Comment by mikewarot
1 day ago
I'm back to running Windows because of the shifting sands of Python and WxWindows that broke WikidPad, my personal wiki. The .exe from 2012 still works perfectly though, so I migrated back from Ubuntu to be able to use it without hassle.
It's my strong opinion that Windows 2000 Server, SP4 was the best desktop OS ever.
Server 2003 was the last release supervised by Cutler, so would have my vote. It's even source-available... technically.
Cutler himself wrote code for Vista/Longhorn though. I don't know what you mean by "supervising" it.

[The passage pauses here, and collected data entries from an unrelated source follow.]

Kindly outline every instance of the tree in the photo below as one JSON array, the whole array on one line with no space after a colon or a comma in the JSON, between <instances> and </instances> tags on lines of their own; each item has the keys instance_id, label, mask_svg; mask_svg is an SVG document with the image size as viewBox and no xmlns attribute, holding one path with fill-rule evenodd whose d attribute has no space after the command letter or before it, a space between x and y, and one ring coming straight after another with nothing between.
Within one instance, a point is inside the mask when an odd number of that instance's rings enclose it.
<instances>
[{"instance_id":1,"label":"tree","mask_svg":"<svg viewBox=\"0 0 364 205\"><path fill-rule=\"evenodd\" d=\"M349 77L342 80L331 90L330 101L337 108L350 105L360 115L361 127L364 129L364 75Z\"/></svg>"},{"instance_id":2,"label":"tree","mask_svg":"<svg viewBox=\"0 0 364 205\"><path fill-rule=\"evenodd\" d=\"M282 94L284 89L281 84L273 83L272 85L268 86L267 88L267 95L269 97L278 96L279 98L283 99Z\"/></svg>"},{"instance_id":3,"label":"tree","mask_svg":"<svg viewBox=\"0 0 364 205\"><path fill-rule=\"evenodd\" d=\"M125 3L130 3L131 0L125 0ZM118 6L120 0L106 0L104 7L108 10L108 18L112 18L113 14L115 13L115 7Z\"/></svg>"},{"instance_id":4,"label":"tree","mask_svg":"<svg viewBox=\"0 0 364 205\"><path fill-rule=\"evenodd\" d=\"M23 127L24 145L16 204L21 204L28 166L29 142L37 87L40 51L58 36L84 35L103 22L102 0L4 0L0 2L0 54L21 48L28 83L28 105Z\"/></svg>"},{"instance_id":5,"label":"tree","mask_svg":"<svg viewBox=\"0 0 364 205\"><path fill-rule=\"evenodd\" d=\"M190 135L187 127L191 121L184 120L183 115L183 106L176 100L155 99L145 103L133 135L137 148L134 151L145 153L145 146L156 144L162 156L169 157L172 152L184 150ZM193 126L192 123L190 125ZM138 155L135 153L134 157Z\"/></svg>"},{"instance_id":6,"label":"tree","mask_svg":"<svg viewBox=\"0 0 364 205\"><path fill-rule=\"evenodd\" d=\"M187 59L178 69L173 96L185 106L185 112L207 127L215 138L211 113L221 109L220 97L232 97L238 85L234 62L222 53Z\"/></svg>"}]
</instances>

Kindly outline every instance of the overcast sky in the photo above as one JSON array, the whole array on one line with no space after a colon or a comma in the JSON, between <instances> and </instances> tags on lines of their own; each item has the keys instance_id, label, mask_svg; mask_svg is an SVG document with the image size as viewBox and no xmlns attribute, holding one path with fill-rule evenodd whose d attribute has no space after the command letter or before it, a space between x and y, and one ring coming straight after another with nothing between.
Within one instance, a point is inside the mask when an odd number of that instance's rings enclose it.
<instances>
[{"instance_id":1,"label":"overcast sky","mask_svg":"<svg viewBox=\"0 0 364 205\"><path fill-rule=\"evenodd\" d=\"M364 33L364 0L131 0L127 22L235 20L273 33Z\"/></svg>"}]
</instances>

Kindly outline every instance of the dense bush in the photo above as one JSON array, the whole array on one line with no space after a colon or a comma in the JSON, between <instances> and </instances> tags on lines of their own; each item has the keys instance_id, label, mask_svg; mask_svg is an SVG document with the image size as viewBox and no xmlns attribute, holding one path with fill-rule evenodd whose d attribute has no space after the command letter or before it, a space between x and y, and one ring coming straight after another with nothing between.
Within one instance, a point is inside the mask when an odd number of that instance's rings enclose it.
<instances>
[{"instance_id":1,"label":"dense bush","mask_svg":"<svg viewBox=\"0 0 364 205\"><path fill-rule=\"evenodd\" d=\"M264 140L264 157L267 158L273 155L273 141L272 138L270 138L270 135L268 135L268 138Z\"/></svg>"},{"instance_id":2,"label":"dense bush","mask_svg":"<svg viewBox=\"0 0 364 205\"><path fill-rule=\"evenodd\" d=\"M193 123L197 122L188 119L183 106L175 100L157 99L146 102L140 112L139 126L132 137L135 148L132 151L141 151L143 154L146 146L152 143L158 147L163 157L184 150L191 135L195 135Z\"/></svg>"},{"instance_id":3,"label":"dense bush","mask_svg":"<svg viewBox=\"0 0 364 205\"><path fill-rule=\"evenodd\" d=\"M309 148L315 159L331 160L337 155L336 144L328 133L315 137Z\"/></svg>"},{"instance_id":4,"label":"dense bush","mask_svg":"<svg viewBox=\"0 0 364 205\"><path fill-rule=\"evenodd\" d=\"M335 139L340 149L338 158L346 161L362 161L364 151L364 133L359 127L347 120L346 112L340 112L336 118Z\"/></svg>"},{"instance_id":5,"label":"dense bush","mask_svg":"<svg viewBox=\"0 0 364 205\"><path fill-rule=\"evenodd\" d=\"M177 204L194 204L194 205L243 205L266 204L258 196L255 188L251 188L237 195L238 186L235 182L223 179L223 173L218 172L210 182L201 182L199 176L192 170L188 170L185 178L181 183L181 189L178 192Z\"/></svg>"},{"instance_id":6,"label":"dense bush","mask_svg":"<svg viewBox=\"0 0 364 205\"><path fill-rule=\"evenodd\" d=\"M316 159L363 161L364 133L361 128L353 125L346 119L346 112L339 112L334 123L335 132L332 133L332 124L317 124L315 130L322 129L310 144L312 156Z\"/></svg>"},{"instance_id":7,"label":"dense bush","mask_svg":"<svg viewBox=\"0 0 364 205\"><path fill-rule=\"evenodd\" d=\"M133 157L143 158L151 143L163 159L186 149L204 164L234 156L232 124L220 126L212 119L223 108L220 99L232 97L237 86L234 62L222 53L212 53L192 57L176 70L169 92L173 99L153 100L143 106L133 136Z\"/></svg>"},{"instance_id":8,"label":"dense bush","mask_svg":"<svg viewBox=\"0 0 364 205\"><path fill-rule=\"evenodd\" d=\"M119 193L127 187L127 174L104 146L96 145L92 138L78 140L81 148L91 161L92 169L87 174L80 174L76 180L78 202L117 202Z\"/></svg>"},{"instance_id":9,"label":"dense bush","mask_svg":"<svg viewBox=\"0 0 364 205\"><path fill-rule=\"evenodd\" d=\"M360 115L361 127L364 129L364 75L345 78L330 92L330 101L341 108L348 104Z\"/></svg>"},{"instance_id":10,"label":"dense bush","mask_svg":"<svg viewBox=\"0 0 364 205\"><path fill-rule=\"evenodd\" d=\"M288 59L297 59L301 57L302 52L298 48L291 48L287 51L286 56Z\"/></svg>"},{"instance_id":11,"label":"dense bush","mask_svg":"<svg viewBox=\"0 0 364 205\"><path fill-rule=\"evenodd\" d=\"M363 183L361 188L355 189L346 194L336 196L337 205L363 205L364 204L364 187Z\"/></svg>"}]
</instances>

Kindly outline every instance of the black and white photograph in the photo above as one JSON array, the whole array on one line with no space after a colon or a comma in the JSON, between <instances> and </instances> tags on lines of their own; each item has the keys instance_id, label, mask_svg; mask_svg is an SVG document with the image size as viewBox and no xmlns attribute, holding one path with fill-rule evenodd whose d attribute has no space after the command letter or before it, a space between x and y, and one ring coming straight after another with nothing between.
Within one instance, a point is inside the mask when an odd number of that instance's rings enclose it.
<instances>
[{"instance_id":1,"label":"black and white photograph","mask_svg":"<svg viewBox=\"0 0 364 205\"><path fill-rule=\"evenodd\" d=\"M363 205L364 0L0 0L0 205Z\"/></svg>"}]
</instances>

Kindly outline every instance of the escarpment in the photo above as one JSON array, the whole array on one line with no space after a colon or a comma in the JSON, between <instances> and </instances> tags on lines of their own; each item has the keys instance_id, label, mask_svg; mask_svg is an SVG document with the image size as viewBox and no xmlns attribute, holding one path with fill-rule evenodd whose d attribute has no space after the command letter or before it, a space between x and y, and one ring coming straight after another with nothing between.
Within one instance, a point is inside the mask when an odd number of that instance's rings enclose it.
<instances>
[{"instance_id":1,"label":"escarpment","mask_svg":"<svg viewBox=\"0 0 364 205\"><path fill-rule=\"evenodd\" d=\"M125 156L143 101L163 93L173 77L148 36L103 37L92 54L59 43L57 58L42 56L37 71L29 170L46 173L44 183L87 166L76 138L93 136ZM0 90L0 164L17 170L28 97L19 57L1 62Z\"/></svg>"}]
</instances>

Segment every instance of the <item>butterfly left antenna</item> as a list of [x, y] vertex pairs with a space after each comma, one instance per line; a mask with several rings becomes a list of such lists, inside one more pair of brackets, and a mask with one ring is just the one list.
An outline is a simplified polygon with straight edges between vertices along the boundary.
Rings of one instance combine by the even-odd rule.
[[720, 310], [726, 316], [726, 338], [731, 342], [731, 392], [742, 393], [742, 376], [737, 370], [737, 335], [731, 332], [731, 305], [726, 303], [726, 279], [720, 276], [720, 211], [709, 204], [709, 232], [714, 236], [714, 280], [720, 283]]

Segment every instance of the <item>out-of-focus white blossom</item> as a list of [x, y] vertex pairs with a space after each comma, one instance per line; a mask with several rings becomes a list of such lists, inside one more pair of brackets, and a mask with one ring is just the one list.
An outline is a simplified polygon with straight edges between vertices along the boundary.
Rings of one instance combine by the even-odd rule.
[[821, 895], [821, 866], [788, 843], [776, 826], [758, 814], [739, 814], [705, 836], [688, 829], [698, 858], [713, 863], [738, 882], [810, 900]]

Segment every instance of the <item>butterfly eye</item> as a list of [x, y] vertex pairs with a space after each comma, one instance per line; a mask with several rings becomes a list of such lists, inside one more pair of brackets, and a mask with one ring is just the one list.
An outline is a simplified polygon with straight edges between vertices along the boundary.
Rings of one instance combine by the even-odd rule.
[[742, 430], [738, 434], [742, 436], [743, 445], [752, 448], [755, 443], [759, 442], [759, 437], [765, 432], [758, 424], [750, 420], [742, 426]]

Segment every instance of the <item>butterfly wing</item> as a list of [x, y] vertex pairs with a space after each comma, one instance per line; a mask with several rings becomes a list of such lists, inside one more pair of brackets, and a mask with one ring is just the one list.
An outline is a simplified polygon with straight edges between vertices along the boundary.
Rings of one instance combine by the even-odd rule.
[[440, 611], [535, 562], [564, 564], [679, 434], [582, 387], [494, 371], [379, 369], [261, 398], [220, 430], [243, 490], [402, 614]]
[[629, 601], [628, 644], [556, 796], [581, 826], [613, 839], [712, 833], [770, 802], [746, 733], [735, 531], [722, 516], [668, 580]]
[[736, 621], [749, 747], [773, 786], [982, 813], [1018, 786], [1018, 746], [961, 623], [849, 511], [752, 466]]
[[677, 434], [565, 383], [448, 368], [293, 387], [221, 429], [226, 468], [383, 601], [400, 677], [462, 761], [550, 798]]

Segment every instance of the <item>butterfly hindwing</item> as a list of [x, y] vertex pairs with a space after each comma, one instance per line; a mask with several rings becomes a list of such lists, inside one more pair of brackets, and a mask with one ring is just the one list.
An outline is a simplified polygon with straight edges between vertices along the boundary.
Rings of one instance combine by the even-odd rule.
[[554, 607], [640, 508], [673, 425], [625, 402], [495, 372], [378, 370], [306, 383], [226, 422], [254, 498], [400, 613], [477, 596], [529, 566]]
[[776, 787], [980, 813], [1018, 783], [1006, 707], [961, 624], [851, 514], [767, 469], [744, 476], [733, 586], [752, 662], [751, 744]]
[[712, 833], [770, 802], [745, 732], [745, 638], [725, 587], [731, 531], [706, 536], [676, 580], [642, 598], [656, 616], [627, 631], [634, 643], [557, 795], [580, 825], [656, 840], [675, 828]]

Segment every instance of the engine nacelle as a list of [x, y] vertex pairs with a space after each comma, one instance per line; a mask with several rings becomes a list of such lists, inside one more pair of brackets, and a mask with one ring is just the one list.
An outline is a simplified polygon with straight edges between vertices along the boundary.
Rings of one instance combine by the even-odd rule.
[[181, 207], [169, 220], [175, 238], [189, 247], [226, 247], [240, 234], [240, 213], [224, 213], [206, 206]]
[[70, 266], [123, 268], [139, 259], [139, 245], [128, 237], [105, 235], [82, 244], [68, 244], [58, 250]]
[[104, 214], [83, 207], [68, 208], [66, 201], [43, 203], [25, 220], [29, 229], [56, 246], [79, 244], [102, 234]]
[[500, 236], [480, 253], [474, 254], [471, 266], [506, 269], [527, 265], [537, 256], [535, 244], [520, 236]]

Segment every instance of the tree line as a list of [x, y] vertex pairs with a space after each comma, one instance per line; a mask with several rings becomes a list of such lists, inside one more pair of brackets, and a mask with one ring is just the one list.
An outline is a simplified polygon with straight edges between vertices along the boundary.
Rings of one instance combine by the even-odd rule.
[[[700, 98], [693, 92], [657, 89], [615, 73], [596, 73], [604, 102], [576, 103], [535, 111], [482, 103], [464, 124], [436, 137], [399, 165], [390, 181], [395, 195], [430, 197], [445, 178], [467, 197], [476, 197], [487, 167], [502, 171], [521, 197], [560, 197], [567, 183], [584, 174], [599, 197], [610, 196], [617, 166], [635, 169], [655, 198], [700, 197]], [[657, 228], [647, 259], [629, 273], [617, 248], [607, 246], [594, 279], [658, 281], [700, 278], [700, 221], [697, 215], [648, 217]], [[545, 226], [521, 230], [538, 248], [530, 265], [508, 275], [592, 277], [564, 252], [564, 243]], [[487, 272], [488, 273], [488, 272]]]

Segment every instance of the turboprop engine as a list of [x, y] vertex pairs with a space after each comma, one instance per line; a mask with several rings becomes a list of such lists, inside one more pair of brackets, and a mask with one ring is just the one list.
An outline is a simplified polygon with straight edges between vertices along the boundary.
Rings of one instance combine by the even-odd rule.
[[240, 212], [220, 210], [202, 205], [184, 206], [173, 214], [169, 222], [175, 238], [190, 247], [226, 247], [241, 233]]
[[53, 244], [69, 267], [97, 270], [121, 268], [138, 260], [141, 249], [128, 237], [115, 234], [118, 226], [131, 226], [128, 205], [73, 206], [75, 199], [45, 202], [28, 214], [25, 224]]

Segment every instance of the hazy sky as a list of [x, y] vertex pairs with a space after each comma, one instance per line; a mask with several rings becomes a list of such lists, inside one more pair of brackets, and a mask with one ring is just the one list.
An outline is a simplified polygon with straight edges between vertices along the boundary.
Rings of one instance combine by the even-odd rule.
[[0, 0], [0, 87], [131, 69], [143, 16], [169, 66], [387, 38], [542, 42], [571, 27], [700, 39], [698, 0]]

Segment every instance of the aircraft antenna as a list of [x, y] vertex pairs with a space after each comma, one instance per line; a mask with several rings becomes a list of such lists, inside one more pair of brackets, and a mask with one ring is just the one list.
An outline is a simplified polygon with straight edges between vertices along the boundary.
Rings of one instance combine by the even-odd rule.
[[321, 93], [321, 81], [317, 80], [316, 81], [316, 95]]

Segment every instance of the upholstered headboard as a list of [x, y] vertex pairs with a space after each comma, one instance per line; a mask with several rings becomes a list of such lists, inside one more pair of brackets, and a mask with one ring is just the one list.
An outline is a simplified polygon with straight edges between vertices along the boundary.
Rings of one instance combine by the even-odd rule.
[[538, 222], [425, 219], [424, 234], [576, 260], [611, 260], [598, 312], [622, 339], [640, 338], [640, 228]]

He also led the efforts for "PatchGuard" kernel protection mechanism that was introduced with Vista.
Source: I reviewed Cutler's lock-free data structure changes in Vista/Longhorn to find bugs in them, failed to find any.
Sometimes I have problems like this on Debian. I have a reliable solution: debootstrap and snapshots.debian.org
I haven't yet gone more than a decade in the past before, so I can't promise forever, and GPU-accelerated things probably still break, but X11 is very compatible backwards.
> It's my strong opinion that Windows 2000 Server, SP4 was the best desktop OS ever.
Meanwhile, in 2025, with 64GB RAM and solid state drives, we hear, "Windows 11 Task Manager really, really shouldn't be eating up 15% of my CPU and take multiple seconds to fire up."
I see my comment was downvoted, and I apologize.
I meant to agree entirely with the parent comment by showing one specific way in which Win2K SP4 is far superior to Windows 11.
In Win2K, Task Manager takes less than a second to start on a 200 MHz, single core Pentium II with 64MB of RAM and a 5400 RPM IDE HDD.